A: For some reason, Bridge CS5 shipped without the Export options. They were included when Bridge updated to version 4.0.1. Updating Bridge will restore the export options.
Q: While following along with the exercises, next to the background layer on my Layers panel \, it shows a brush instead of the small picture, as it does in the video. What can I do to fix this? I erased the exercise files and started over, but it still shows the paintbrush.
A: This will occur if the Layers panel preview is turned off. To fix this, right-click in the empty gray area below the Background layer. Then choose Large Thumbnails. The thumbnail previews should come back immediately.
Q: The instructions for installing the dekeKeys don't work on my computer (which is running Mac OS X Lion). Is there an update to these?
A: The dekeKeys distributed with this course will still work for Lion. You just need to add them to a slightly different folder than in previous versions of OS X.

Open a new Finder window and choose Go > Go to Folder. Type the following file path exactly as written below. Copying and pasting may result in an error.
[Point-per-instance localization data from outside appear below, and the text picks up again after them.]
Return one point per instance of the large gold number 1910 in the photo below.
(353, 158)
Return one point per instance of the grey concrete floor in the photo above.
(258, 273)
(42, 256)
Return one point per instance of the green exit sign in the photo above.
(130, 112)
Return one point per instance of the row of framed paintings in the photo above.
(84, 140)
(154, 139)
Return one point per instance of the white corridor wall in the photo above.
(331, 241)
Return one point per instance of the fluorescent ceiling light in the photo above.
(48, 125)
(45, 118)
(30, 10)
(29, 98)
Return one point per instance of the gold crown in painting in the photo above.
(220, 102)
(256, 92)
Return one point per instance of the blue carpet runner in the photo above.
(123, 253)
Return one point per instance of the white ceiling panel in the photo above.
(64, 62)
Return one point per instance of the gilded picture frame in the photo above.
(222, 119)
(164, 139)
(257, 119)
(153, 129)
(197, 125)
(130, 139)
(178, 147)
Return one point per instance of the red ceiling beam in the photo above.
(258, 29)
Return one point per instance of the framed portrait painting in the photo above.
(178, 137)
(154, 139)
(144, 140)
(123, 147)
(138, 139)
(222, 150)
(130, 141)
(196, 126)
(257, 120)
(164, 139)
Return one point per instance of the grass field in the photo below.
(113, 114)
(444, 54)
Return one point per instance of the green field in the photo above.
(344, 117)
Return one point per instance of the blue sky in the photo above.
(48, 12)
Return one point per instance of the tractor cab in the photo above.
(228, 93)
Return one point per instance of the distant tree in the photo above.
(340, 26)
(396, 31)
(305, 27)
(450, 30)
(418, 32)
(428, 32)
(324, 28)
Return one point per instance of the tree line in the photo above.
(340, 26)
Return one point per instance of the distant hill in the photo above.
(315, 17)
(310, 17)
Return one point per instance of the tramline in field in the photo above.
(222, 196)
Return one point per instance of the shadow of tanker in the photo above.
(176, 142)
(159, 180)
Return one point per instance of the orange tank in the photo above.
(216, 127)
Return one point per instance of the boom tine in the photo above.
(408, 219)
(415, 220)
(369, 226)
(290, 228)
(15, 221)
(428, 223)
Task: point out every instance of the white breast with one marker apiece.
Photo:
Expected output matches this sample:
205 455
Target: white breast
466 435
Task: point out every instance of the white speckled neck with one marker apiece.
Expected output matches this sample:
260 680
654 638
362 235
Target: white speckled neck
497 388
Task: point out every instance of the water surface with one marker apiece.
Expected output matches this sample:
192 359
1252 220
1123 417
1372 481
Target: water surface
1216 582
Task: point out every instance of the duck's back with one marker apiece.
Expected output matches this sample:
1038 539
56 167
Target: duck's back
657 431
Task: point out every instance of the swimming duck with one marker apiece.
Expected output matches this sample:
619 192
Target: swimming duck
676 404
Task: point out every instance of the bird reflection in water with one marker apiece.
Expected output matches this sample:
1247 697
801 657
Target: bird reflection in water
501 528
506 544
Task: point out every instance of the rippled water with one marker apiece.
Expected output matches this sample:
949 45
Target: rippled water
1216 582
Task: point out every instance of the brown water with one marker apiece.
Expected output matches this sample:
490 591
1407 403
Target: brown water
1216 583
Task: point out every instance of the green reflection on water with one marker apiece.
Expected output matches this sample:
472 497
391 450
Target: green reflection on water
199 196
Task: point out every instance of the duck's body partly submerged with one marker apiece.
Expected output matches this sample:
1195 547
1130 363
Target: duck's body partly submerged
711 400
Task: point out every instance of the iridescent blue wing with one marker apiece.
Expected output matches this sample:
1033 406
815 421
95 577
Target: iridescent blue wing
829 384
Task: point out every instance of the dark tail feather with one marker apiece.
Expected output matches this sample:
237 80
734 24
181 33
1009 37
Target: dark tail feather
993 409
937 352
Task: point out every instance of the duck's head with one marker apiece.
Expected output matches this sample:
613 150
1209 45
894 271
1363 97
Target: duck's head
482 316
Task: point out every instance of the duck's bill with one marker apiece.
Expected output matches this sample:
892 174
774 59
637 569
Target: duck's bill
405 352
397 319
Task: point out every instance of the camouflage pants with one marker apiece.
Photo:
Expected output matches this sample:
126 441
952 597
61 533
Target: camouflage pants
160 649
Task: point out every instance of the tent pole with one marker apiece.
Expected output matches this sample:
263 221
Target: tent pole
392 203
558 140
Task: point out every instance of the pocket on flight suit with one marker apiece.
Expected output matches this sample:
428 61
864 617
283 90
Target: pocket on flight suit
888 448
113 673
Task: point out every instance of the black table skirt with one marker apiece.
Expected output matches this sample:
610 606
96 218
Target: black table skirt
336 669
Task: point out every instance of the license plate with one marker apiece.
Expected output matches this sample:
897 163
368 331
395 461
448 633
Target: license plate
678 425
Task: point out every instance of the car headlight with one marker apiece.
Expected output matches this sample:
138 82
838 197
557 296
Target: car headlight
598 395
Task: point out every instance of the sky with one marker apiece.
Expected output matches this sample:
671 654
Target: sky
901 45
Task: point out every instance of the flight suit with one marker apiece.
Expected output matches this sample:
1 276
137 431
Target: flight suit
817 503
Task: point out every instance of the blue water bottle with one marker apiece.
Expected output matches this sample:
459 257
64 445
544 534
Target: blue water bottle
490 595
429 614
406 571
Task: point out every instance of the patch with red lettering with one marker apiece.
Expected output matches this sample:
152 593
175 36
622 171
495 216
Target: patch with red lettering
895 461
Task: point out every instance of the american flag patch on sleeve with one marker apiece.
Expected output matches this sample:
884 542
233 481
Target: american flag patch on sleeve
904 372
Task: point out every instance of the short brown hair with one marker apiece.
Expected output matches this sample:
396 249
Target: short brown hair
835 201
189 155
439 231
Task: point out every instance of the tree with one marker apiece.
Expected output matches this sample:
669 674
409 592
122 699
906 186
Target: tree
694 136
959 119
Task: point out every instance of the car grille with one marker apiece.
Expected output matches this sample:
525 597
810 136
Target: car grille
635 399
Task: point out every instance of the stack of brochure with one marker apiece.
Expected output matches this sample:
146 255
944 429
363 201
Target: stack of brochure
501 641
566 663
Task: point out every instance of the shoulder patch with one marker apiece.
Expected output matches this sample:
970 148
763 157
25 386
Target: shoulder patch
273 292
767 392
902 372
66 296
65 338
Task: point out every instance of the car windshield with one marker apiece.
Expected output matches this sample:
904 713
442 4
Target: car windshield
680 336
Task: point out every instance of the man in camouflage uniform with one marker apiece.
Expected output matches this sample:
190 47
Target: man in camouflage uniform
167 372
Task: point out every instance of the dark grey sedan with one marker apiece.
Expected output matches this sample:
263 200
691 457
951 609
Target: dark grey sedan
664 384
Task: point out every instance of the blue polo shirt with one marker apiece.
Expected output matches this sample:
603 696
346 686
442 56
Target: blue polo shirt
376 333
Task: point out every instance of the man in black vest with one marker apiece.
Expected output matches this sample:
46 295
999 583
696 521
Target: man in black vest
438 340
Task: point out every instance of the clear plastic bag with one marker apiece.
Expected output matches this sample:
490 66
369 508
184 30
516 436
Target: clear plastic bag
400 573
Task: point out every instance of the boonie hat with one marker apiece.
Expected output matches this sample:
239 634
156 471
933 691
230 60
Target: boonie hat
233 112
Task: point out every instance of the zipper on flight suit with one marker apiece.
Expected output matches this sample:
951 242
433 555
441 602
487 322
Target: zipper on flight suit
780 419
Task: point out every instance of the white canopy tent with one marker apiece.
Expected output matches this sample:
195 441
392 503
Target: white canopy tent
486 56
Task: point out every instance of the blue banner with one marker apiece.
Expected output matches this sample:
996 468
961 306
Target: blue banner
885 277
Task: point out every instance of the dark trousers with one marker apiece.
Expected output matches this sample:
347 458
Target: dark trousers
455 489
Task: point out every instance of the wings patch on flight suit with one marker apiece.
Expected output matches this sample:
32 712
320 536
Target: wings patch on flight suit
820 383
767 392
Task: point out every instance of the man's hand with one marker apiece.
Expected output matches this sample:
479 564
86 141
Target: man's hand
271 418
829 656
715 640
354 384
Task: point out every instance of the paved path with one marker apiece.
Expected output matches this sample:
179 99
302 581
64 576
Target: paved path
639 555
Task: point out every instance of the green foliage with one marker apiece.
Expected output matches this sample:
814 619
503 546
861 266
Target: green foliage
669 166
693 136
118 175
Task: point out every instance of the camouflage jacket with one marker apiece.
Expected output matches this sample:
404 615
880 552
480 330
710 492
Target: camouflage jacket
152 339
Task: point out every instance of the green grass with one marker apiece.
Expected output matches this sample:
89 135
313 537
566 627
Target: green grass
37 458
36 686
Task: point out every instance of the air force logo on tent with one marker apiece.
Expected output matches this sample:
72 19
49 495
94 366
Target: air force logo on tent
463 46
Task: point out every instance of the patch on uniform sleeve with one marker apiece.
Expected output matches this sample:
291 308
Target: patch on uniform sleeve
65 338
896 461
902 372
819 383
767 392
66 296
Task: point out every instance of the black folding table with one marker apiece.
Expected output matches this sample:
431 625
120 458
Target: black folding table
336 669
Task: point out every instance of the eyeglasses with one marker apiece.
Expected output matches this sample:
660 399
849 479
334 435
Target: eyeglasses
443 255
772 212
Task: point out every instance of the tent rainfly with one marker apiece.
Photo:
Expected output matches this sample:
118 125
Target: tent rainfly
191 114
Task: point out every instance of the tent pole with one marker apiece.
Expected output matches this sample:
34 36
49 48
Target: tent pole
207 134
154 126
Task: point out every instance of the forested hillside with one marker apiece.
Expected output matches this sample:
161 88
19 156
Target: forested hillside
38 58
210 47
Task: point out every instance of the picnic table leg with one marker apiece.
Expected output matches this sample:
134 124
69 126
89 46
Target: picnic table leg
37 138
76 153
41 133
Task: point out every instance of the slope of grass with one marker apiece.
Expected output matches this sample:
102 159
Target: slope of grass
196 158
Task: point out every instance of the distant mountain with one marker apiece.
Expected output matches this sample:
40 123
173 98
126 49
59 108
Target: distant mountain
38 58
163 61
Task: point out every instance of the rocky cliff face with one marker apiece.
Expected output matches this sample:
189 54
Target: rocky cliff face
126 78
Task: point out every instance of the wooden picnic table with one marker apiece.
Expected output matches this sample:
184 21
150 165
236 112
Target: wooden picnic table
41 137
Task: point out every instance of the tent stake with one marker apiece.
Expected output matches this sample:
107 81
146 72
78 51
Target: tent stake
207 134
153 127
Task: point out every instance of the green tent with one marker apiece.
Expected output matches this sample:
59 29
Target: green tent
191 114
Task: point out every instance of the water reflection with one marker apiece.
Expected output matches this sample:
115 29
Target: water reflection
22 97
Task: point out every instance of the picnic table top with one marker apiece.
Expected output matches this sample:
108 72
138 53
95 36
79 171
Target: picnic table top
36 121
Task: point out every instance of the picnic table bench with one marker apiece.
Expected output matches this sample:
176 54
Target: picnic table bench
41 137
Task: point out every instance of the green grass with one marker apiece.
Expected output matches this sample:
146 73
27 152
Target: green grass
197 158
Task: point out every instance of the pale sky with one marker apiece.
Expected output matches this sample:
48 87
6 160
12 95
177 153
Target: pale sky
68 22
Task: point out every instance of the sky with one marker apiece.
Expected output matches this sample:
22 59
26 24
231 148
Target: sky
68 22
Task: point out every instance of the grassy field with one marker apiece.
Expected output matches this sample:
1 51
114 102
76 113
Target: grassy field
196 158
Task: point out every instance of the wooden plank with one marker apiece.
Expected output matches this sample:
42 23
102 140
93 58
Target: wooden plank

~/Library/Application Support/Adobe/Adobe Photoshop CS5/Presets/Keyboard Shortcuts

Move and/or copy/paste the dekeKeys to this folder and follow the rest of the instructions as outlined in the video, "Installing the dekeKeys keyboard shortcuts."
Q: How do I load the color workflow setting for this course? I downloaded the exercise files, and when I attempt to load the setting into Photoshop, they don't appear in the Finder.

A: These days, it's easier to assign the workflow settings manually. In Photoshop, choose Edit > Color Settings. Then change the first RGB setting to Adobe RGB, and click OK.